ORDER DENYING NORTHWEST HOME DESIGNING, INC.’S MOTION TO DISMISS COUNTERCLAIMS II AND III OF GERRY SLICK AND GARY SLICK DESIGN GROUP, INC.

ROBERT J. BRYAN, District Judge.

This matter comes before the Court on Plaintiff/Counter-Defendant N orthwest Home Designing Inc.’s (NHD) motion to dismiss counterclaims II and III of Counter-Claimant Gerry Slick and Gerry Slick Design Group, Inc. (collectively Slick).

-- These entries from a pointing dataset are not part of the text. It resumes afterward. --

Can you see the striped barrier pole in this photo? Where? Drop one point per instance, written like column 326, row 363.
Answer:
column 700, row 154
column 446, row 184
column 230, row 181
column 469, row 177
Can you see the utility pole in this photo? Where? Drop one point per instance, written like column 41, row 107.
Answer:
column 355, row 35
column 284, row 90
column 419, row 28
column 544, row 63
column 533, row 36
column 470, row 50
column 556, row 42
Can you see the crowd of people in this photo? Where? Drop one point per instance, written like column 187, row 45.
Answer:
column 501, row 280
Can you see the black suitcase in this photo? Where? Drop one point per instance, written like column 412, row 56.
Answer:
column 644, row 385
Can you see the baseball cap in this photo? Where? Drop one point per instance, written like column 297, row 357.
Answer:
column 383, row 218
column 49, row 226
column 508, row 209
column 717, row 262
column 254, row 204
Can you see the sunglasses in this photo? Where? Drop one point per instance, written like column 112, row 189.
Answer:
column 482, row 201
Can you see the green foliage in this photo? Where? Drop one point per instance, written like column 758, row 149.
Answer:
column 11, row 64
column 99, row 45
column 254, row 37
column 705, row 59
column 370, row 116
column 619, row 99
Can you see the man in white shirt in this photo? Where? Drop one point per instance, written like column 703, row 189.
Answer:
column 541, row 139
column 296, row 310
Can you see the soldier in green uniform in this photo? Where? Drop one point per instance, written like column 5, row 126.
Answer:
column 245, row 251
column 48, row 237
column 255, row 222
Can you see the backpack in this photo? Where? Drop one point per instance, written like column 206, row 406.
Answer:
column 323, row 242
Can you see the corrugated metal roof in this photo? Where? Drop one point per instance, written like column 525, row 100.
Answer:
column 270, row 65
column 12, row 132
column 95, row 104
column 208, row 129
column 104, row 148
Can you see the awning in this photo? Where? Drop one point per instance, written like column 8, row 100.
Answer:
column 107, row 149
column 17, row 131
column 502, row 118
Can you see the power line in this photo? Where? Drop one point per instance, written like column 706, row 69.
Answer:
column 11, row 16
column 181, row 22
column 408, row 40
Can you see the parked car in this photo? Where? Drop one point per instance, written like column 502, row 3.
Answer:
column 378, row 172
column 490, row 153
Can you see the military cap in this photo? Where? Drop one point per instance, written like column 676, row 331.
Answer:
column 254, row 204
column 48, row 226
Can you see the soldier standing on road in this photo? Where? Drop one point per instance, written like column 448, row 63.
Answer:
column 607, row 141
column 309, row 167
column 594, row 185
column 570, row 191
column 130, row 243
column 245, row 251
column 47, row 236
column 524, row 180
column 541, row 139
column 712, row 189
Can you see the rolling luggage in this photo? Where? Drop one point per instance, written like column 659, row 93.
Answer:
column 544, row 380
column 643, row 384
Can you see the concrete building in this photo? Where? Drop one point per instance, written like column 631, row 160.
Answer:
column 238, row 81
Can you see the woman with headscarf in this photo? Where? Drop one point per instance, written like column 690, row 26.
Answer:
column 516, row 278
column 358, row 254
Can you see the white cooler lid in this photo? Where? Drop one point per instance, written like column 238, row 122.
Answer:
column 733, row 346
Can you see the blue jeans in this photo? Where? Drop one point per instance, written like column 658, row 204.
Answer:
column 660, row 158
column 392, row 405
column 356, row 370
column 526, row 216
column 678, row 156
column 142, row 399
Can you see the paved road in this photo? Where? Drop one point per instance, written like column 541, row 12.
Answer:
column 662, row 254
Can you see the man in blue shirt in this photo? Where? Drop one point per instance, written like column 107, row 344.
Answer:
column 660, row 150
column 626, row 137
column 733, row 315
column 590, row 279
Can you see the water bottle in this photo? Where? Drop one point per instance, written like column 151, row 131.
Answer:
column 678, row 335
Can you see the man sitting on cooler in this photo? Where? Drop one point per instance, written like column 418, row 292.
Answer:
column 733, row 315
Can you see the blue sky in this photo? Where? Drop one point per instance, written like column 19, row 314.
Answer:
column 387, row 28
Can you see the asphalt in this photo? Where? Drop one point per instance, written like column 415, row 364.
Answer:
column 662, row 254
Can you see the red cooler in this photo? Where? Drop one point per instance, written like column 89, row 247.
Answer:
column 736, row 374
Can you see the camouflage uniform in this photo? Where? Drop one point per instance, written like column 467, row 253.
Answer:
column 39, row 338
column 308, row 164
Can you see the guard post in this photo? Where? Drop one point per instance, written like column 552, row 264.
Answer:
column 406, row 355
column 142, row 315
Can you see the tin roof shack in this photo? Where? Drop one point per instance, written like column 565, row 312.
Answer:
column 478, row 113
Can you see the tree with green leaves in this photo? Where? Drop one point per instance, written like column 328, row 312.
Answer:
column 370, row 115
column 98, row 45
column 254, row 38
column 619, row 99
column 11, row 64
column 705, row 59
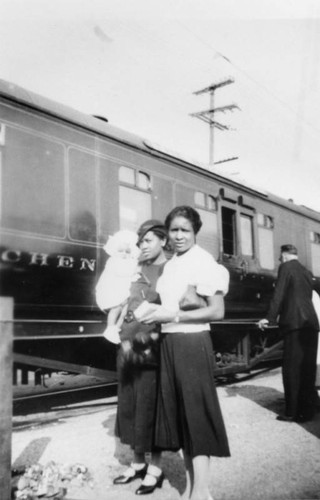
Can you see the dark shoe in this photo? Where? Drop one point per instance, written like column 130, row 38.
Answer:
column 124, row 479
column 145, row 490
column 304, row 418
column 285, row 418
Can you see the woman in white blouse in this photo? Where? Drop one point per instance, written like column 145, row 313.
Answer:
column 189, row 415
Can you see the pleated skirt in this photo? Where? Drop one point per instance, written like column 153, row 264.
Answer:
column 136, row 411
column 188, row 409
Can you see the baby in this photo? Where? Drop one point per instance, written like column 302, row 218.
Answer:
column 113, row 287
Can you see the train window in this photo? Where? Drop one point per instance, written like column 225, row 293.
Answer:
column 83, row 183
column 199, row 199
column 246, row 231
column 212, row 203
column 315, row 252
column 315, row 237
column 228, row 230
column 127, row 175
column 143, row 181
column 265, row 221
column 208, row 234
column 33, row 192
column 135, row 201
column 265, row 241
column 202, row 200
column 135, row 207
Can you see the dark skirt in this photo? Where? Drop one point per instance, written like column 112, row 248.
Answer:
column 136, row 409
column 188, row 414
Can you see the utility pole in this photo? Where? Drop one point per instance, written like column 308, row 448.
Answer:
column 208, row 115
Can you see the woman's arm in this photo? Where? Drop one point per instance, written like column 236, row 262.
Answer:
column 212, row 312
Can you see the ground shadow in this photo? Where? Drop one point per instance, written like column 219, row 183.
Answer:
column 272, row 400
column 31, row 453
column 172, row 463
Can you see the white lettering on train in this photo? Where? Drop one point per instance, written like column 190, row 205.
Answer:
column 10, row 256
column 40, row 259
column 87, row 264
column 44, row 259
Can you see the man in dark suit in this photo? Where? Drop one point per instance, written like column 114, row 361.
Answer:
column 292, row 307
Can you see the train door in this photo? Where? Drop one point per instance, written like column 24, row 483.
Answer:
column 135, row 197
column 238, row 253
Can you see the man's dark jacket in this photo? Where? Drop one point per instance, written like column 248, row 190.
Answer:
column 292, row 298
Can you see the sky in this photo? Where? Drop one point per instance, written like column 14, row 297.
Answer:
column 139, row 62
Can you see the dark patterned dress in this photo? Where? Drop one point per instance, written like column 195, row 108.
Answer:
column 138, row 380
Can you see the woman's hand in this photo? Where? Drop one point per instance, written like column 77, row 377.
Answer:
column 158, row 315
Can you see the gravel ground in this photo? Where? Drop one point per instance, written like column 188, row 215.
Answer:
column 270, row 460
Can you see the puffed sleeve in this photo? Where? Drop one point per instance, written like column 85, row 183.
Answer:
column 212, row 277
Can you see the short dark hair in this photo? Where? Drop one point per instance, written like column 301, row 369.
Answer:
column 154, row 225
column 188, row 213
column 289, row 249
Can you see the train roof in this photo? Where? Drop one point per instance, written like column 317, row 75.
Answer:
column 15, row 93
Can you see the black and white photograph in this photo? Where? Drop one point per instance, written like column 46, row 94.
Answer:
column 160, row 249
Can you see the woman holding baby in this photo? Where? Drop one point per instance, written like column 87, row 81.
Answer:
column 183, row 411
column 138, row 362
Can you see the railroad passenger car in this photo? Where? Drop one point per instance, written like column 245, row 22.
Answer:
column 68, row 180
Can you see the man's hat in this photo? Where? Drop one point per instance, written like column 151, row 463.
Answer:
column 289, row 249
column 153, row 225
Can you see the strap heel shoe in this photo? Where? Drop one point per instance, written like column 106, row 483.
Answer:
column 147, row 489
column 130, row 475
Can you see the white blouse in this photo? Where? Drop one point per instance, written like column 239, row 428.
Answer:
column 196, row 267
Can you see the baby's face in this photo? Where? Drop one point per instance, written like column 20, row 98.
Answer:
column 124, row 251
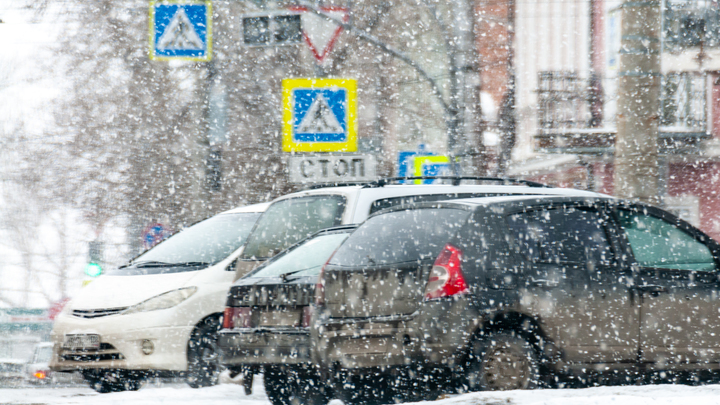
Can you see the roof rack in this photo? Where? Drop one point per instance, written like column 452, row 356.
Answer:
column 325, row 185
column 455, row 181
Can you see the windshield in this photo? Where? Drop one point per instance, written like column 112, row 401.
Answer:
column 43, row 355
column 289, row 221
column 400, row 236
column 206, row 242
column 304, row 260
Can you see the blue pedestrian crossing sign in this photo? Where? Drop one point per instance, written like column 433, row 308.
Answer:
column 319, row 115
column 181, row 30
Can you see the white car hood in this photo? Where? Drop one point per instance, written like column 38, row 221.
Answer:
column 107, row 292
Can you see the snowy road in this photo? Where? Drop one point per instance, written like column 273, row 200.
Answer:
column 233, row 394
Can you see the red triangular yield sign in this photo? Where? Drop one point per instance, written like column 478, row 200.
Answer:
column 319, row 33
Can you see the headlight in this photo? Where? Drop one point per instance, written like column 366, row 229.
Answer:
column 163, row 301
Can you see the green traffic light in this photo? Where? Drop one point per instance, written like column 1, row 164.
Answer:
column 93, row 269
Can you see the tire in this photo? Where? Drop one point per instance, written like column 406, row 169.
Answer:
column 500, row 362
column 203, row 358
column 296, row 385
column 105, row 381
column 368, row 389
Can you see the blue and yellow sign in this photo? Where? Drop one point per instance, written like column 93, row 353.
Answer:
column 430, row 166
column 181, row 30
column 319, row 115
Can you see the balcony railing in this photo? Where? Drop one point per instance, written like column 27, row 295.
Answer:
column 690, row 24
column 570, row 116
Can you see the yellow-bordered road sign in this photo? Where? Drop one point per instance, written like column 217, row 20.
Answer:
column 319, row 115
column 181, row 30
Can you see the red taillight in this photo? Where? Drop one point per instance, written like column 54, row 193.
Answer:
column 446, row 277
column 320, row 288
column 237, row 317
column 307, row 315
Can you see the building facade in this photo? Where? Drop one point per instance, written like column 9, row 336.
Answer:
column 566, row 62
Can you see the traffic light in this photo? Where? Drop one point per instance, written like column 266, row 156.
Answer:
column 94, row 266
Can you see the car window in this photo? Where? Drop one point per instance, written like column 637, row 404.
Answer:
column 305, row 259
column 43, row 355
column 400, row 236
column 287, row 222
column 209, row 242
column 657, row 243
column 562, row 235
column 384, row 203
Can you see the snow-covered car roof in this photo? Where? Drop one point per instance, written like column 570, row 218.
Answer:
column 248, row 208
column 13, row 361
column 526, row 197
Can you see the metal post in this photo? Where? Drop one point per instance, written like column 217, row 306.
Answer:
column 464, row 84
column 636, row 147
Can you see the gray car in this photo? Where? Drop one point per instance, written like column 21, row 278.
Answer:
column 266, row 326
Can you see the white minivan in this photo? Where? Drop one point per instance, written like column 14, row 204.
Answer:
column 159, row 314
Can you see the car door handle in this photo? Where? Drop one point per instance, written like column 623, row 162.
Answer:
column 654, row 290
column 541, row 282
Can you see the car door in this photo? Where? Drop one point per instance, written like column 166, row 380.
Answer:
column 575, row 280
column 677, row 285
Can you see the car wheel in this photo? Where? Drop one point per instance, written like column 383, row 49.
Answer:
column 295, row 386
column 203, row 357
column 500, row 362
column 373, row 389
column 104, row 381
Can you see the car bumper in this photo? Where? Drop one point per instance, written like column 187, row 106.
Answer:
column 356, row 345
column 121, row 347
column 448, row 327
column 264, row 346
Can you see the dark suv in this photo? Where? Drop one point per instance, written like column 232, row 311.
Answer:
column 511, row 292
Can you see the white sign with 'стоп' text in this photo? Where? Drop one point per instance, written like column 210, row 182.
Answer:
column 332, row 168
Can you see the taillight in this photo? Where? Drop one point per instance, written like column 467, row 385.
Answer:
column 320, row 288
column 307, row 315
column 237, row 317
column 446, row 277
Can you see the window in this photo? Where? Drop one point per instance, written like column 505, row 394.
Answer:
column 409, row 200
column 563, row 235
column 304, row 260
column 400, row 237
column 209, row 241
column 682, row 101
column 659, row 244
column 287, row 222
column 562, row 101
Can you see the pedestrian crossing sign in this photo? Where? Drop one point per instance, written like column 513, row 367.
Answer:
column 181, row 30
column 319, row 115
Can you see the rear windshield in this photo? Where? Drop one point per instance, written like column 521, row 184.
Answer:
column 287, row 222
column 400, row 236
column 304, row 260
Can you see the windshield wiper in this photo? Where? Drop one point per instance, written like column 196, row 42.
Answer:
column 284, row 276
column 152, row 263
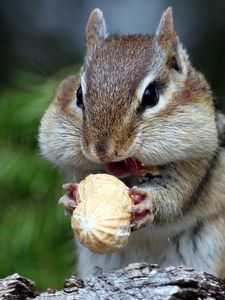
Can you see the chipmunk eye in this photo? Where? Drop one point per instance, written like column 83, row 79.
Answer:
column 80, row 98
column 150, row 97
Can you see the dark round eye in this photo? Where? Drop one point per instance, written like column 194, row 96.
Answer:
column 150, row 97
column 80, row 97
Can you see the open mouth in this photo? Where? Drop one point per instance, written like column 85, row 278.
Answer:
column 125, row 167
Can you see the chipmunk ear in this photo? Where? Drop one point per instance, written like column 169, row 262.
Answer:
column 165, row 28
column 96, row 30
column 167, row 38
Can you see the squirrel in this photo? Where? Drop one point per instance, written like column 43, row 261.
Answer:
column 139, row 103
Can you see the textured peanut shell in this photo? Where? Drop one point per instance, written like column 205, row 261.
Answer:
column 101, row 221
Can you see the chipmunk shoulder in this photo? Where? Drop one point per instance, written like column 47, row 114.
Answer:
column 139, row 103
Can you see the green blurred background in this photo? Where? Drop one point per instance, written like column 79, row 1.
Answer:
column 40, row 43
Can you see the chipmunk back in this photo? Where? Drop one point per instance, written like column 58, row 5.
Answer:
column 138, row 104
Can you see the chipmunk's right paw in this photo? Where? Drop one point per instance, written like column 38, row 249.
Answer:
column 69, row 199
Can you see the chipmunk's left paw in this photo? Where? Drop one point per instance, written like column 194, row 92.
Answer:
column 141, row 210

The Court has considered the pleadings filed in support of and in opposition to the motion and the file herein.

I. PROCEDURAL HISTORY AND RELEVANT FACTS

On January 13, 2010, Plaintiff NHD brought suit against Defendants (collectively “Sound Built”) for copyright infringement, alleging that Sound Built made unauthorized copies of NHD’s home designs and used its unauthorized copies to build and sell more than 900 infringing homes. (Dkt. 1, pp. 1-6).

In December 2010, Sound Built inter-pleaded Gerry Slick and Gerry Slick Design Group, Inc., (Slick), along with Remidco, Inc., Cascade Residential Design, Inc., and Level Design, LLC, as third-party defendants for breach of warranty, contribution, and indemnification. (Dkt. 39, pp. 11-16). Sound Built’s third-party claims against Slick request indemnification in the event that one of Sound Built’s plans created by Slick are found to infringe NHD’s copyrights. (Dkt. 39, pp. 27-28).

On January 6, 2011, Slick answered the third-party complaint and counterclaimed against NHD for (1) breach of contract, (2) unjust enrichment, and (3) unfair business practices — RCW Ch. 19.86 et seq. (Dkt. 52, pp. 1-8). Slick’s claims are premised on the following factual allegations: Slick is in the business of producing original architectural building plans for single family residences, and licensing the use of those plans to contractors and others. Slick and NHD entered into a contract whereby NHD acquired the right to use Slick Design 1580 pursuant to a use privilege in exchange for an agreement to pay royalties to Slick for the use thereof. Slick contends that NHD has exceeded the scope of the use privilege and has failed to pay royalties for use of Design 1580. (Dkt. 52, p. 5).

Pursuant to Fed.R.Civ.P. 12(b)(1) and (6), NHD moves the Court to dismiss Slick’s counterclaims of unjust enrichment and unfair business practices for lack of jurisdiction and failure to state a claim upon which relief may be granted. (Dkt. 56, pp. 1-2). The argument is that the Copyright Act, 17 U.S.C. § 301, preempts these state law causes of action.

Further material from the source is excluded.